RIYADH, March 28 (Reuters) - Saudi Arabia’s stock market stalled in early trade on Wednesday ahead of a decision by index compiler FTSE Russell on whether to upgrade Riyadh to emerging market status, while other regional bourses were mixed.
The Saudi index was 0.1 percent lower at 7,931 points after 45 minutes of trade, with leading blue chips still heavily traded ahead of the FTSE decision, which will come on Wednesday night.
The index rose 1.1 percent on Tuesday and is up about 10 percent year-to-date.
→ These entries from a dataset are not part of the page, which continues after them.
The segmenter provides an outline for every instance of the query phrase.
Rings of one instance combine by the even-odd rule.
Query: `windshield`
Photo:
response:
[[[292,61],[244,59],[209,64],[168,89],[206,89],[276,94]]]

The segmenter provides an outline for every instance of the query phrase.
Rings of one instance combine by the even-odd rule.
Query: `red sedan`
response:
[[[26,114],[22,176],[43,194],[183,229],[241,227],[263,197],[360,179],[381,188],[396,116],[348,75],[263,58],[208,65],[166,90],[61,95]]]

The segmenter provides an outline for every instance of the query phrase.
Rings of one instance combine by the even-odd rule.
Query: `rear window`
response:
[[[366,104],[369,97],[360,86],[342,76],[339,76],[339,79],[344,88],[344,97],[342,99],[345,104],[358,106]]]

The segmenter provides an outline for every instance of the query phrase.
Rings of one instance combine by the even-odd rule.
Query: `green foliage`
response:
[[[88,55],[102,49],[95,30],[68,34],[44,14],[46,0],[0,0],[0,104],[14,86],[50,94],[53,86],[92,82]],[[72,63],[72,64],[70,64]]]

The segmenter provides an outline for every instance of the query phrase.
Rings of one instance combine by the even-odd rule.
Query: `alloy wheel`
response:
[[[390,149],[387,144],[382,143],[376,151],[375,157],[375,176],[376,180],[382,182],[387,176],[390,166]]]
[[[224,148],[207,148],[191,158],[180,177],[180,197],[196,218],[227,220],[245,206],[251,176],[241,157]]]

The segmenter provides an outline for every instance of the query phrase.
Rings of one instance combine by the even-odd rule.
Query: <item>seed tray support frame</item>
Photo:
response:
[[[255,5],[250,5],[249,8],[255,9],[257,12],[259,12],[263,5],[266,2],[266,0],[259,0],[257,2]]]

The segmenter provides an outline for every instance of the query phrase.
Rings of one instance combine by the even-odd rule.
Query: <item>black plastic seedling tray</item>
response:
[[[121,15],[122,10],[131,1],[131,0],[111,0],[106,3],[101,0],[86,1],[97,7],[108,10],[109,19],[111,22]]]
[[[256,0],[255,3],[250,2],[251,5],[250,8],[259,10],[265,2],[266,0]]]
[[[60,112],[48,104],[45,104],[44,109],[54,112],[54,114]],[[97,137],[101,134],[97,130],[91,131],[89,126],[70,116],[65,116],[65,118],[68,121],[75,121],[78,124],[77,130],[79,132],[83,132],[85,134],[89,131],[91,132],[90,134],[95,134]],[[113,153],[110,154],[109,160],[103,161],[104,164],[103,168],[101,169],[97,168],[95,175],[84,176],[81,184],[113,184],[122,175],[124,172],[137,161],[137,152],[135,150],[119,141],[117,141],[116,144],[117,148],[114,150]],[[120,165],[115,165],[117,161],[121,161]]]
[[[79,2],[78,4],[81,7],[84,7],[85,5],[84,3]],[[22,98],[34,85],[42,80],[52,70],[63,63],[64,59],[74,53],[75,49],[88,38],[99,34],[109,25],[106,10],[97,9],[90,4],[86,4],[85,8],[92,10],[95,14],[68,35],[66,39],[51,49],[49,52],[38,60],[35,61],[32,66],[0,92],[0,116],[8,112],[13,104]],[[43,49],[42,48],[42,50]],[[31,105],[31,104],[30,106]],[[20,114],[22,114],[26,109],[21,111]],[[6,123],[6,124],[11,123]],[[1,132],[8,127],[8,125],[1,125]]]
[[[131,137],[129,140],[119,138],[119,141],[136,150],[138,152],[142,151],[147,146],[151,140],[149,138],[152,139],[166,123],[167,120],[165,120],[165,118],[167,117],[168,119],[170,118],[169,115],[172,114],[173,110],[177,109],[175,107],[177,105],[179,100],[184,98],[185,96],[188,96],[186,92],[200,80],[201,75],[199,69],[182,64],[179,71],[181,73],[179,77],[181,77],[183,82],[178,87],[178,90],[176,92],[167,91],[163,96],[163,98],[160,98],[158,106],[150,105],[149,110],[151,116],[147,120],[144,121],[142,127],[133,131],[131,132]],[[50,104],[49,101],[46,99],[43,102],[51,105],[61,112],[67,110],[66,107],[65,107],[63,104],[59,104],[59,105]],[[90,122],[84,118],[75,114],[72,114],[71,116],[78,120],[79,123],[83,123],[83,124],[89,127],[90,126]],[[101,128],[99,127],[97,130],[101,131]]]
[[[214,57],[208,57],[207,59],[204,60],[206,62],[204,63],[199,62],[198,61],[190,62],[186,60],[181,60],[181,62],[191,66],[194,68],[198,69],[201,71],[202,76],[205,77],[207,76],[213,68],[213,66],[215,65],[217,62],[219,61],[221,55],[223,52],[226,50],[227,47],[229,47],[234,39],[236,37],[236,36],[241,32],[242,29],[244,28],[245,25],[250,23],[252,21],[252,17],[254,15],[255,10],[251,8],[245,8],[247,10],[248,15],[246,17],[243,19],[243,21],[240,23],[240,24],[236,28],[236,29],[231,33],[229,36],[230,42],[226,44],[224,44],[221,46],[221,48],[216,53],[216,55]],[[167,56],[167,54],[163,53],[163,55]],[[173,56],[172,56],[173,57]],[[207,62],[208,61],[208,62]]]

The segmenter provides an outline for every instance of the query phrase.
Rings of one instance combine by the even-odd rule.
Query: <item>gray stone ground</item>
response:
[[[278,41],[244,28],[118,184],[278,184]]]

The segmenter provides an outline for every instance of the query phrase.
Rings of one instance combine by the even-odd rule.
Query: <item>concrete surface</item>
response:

Some fund managers think that could expose the market to profit-taking directly after FTSE’s announcement, but Khaled Feda, senior research manager at Alistithmar Capital, said the outlook remained strong.
“The outlook is generally positive. The crown prince’s visit to the U.S. and the expected inflow of foreign investment, as well as the global indexes inclusion — all these factors boost the index,” he said.
“There might be profit-taking over the coming few weeks, but as foreign investors come in to the market over the next 12 months, the index is expected to gradually increase and could hit the 9,000 point level.”
Saudi Electricity led advancing stocks, rising 1.8 percent. Petrochemical giant SABIC added 0.4 percent and SABB bank rose 1.2 percent.
Al Rajhi Bank, which has been the main target of foreign fund inflows ahead of the FTSE decision, pulled back 0.7 percent. National Commercial Bank, the country’s biggest listed lender, also lost 0.5 percent.
In Dubai, the main index rose 0.1 percent, backed by a 1.0 percent increase in Dubai Islamic Bank and a 0.5 percent gain by Emaar Properties.
The Abu Dhabi stock index was 0.1 percent down as blue chip Dana Gas retreated 3.3 percent after a big rise a few days ago.
Qatar’s index fell 0.5 percent because of a 1.2 percent loss by Industries Qatar and a 1.0 percent decline by Qatar International Islamic Bank, which went ex-dividend on Tuesday.
Qatar German Medical Devices dropped 4.0 percent in unusually heavy trade after reporting a 21.6 million riyal ($5.9 million) net loss for 2017 versus a loss of 10.3 million riyals for the previous year; the board recommended no dividend. (Reporting by Marwa Rashad; Editing by Andrew Torchia)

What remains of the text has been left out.